Thank you for honoring me by allowing me to serve as president of the 11th International Congress of Inborn Errors of Metabolism (ICIEM). The science brought by the IEM community to the Congress was quite impressive and demonstrated the quality of research within this community. In this address, I will consider briefly the history of IEMs to determine how we have arrived where we are, and will spend more time ascertaining our place in the current biomedical community and our role in determining the future of personalized medicine. In the 1950s-1970s new tools were added to expand our ability to interrogate the metabolome and the result was an explosive increase in the number of IEMs. This set the stage for expanded newborn screening (NBS) by tandem mass spectrometry (MS/MS) to identify these patients and to intervene pre-symptomatically. The complexity of the metabolome has led us to utilize the mathematical algorithms of systems biology to reduce high dimensionality data to low dimensionality output. However, the metabolome does not exist in isolation and we must learn how to integrate the metabolome with other xomics. The metabolome is our world and the IEM community has much to share with the broader xomics communities by integrating what we have learned with the other xomics communities. They are seeking access to the metabolome as a closer measure of phenotype, and we are already extremely comfortable and competent in the metabolomic space. But we should not be insular in our occupation of this space. NBS should be the model for personalized medicine, because it is already functioning as testing system for predictive, preventive and personalized care. We have been working in the area of NBS for nearly a half century and have many lessons learned that will be valuable to the practitioners of personalized medicine - lessons that they should not have to rediscover. We must embrace the international IEM community to meet population trends and to improve the care for individuals - children and adults - with IEMs. Demographic projections indicate the countries with largest population growth during the next four decades will be in Asia and we need to work collaboratively to build capacity in the IEM community in Asia and beyond to other underserved regions of the world.
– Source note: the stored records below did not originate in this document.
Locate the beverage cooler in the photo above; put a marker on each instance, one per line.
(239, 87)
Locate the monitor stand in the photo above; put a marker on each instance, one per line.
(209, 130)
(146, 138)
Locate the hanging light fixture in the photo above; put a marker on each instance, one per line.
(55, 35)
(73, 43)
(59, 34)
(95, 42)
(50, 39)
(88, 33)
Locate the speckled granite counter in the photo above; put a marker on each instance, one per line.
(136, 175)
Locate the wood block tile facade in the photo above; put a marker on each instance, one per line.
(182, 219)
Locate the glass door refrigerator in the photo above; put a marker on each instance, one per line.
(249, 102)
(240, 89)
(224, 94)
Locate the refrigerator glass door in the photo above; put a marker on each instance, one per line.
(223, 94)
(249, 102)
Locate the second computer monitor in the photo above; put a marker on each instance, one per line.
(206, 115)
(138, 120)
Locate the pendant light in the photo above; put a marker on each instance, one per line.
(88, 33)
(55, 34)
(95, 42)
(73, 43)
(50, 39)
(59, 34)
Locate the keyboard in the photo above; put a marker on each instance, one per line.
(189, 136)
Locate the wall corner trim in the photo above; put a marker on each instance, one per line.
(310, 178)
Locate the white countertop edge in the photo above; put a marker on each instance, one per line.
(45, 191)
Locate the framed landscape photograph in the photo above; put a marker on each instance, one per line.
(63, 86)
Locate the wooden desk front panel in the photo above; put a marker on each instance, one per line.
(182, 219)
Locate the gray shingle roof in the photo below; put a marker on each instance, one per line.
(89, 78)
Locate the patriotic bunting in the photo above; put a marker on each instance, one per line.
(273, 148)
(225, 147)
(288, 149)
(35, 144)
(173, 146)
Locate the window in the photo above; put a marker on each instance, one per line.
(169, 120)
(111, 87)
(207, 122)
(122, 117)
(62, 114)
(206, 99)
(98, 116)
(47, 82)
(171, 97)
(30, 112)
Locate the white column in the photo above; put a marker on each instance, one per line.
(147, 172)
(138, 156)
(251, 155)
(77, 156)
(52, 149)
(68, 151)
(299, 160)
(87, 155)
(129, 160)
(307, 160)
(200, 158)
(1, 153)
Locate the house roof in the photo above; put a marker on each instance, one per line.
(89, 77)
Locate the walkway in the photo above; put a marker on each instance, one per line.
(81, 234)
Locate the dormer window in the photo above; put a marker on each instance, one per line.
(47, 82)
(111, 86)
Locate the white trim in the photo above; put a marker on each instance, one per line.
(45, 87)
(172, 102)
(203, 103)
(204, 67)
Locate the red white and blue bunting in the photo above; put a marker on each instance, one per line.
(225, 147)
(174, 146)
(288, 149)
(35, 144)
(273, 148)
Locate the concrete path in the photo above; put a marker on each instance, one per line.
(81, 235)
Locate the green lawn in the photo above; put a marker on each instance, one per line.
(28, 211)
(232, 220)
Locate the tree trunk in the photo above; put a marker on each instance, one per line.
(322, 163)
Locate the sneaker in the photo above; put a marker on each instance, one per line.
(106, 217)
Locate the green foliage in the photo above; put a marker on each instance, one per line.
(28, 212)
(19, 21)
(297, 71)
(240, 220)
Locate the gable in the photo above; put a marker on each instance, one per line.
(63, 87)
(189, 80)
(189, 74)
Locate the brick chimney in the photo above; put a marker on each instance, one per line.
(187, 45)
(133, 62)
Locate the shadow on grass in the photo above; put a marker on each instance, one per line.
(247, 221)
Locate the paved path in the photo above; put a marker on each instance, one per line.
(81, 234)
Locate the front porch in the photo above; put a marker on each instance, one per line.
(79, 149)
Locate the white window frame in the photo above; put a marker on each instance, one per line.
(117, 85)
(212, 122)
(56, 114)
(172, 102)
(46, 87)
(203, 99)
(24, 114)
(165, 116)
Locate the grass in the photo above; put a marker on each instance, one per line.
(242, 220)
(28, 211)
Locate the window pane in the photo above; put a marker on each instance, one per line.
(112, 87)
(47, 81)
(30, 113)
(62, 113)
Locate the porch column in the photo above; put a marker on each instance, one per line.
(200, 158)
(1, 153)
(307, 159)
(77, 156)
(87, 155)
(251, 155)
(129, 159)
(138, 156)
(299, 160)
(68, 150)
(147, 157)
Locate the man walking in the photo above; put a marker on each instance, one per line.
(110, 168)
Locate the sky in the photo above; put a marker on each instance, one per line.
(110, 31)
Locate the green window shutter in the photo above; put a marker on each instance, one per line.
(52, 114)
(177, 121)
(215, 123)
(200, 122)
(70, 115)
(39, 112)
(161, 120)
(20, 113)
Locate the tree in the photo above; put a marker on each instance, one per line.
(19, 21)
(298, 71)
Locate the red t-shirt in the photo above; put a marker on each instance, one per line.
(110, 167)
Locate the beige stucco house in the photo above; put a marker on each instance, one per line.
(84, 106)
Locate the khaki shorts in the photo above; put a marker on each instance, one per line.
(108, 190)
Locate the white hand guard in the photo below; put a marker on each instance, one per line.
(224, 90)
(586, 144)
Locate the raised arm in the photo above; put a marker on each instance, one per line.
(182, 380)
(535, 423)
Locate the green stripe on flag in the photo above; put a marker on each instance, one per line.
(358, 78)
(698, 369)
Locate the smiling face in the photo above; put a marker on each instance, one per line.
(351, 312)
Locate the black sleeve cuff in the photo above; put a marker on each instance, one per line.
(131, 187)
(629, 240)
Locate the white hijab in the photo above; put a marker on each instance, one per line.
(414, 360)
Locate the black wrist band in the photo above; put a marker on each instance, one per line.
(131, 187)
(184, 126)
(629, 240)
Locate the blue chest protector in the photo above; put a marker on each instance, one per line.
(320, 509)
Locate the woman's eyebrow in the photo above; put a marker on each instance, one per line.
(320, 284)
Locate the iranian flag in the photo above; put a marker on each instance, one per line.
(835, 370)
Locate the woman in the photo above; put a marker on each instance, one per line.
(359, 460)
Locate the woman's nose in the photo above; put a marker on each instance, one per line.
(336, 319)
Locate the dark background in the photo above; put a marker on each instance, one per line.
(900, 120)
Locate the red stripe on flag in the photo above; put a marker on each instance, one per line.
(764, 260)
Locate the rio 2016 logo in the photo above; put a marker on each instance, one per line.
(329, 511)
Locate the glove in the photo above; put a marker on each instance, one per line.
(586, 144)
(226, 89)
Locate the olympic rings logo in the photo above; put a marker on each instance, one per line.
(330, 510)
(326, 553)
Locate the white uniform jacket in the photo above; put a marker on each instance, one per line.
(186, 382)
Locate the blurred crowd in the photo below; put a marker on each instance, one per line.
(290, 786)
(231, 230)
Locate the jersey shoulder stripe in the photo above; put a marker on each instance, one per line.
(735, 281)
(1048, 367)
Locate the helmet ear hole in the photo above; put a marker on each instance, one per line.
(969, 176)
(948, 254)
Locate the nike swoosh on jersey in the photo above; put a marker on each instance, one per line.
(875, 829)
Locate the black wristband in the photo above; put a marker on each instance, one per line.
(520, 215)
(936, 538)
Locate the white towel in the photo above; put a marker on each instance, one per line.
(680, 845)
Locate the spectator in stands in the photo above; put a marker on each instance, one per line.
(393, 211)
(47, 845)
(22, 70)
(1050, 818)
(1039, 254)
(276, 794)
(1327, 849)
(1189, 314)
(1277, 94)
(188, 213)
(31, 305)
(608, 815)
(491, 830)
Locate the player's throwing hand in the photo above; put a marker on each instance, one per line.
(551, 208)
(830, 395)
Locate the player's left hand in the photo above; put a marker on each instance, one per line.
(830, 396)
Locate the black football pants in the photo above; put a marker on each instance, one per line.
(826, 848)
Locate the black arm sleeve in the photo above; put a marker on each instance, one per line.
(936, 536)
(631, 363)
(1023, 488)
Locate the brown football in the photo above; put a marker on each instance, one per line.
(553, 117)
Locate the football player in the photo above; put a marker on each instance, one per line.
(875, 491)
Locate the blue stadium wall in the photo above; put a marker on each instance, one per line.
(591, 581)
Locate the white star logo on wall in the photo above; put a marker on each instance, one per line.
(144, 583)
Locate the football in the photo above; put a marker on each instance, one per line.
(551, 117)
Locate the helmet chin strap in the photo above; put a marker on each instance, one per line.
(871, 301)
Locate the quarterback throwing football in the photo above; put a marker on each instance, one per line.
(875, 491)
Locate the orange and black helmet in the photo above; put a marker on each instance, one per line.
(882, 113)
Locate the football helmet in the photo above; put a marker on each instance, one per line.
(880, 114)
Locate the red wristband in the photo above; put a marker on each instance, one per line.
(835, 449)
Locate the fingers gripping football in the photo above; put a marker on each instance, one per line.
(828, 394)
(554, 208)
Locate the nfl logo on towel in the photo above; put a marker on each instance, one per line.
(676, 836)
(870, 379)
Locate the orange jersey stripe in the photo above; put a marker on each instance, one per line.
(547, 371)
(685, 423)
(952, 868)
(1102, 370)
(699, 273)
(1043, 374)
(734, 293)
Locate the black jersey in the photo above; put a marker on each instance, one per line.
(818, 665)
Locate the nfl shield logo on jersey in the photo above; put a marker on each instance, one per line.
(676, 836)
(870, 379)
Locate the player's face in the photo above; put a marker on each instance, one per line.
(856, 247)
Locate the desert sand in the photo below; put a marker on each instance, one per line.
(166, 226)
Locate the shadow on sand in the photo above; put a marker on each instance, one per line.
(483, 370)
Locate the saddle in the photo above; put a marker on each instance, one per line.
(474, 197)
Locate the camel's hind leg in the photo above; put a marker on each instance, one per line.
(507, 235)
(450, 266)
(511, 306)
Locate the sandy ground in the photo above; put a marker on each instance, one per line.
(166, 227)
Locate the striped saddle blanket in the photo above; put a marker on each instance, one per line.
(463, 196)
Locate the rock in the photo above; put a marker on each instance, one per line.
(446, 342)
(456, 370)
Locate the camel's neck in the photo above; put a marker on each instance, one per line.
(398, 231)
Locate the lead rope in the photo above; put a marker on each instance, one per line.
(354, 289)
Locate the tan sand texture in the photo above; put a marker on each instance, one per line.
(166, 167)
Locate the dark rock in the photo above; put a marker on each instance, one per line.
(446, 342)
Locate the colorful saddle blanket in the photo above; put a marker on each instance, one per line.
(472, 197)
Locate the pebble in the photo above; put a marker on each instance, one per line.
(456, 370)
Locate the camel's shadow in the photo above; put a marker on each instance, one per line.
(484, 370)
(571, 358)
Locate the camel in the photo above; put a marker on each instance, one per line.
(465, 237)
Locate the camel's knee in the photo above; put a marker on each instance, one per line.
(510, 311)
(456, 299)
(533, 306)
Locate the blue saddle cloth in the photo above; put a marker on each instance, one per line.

感谢大家允许我担任第 11 届国际先天性代谢缺陷大会(ICIEM)主席,这是对我的一种莫大的荣誉。先天性代谢缺陷领域的同仁们在本次大会上呈现的科学成果令人印象深刻,充分展示了该领域的研究质量。在本次演讲中,我将简要回顾先天性代谢缺陷的历史,以了解我们是如何走到今天这一步的,并将花费更多时间来确定我们在当前生物医学领域中的位置,以及我们在确定个性化医学的未来方面所扮演的角色。在 20 世纪 50 年代至 70 年代,新的工具被加入进来,以扩展我们研究代谢组的能力,结果是先天性代谢缺陷的数量呈爆炸式增长。这为利用串联质谱法(MS/MS)进行扩展的新生儿筛查(NBS)奠定了基础,以便识别这些患者,并进行症状前干预。代谢组的复杂性促使我们利用系统生物学的数学算法,将高维数据降维为低维输出。然而,代谢组并不是孤立存在的,我们必须学会如何将代谢组与其他组学整合起来。代谢组是我们的世界,先天性代谢缺陷领域的同仁们有很多东西可以与更广泛的组学领域分享,将我们从其他组学领域学到的知识与代谢组学整合起来。他们正在寻求将代谢组作为更接近表型的衡量标准,而我们在代谢组学领域已经非常熟悉和有能力了。但是,我们不应该在这个领域中孤立自己。NBS 应该是个性化医学的典范,因为它已经作为预测性、预防性和个性化护理的测试系统而运作。我们在 NBS 领域已经工作了近半个世纪,积累了许多宝贵的经验,这些经验对于个性化医学的从业者来说将是非常有价值的,他们不应该重新发现这些经验。我们必须拥抱国际性的先天性代谢缺陷领域,以应对人口趋势,并改善患有先天性代谢缺陷的个体(儿童和成人)的护理。人口预测表明,在未来四十年里,人口增长最大的国家将在亚洲,我们需要合作,在亚洲及其他欠发达地区建立先天性代谢缺陷领域的能力。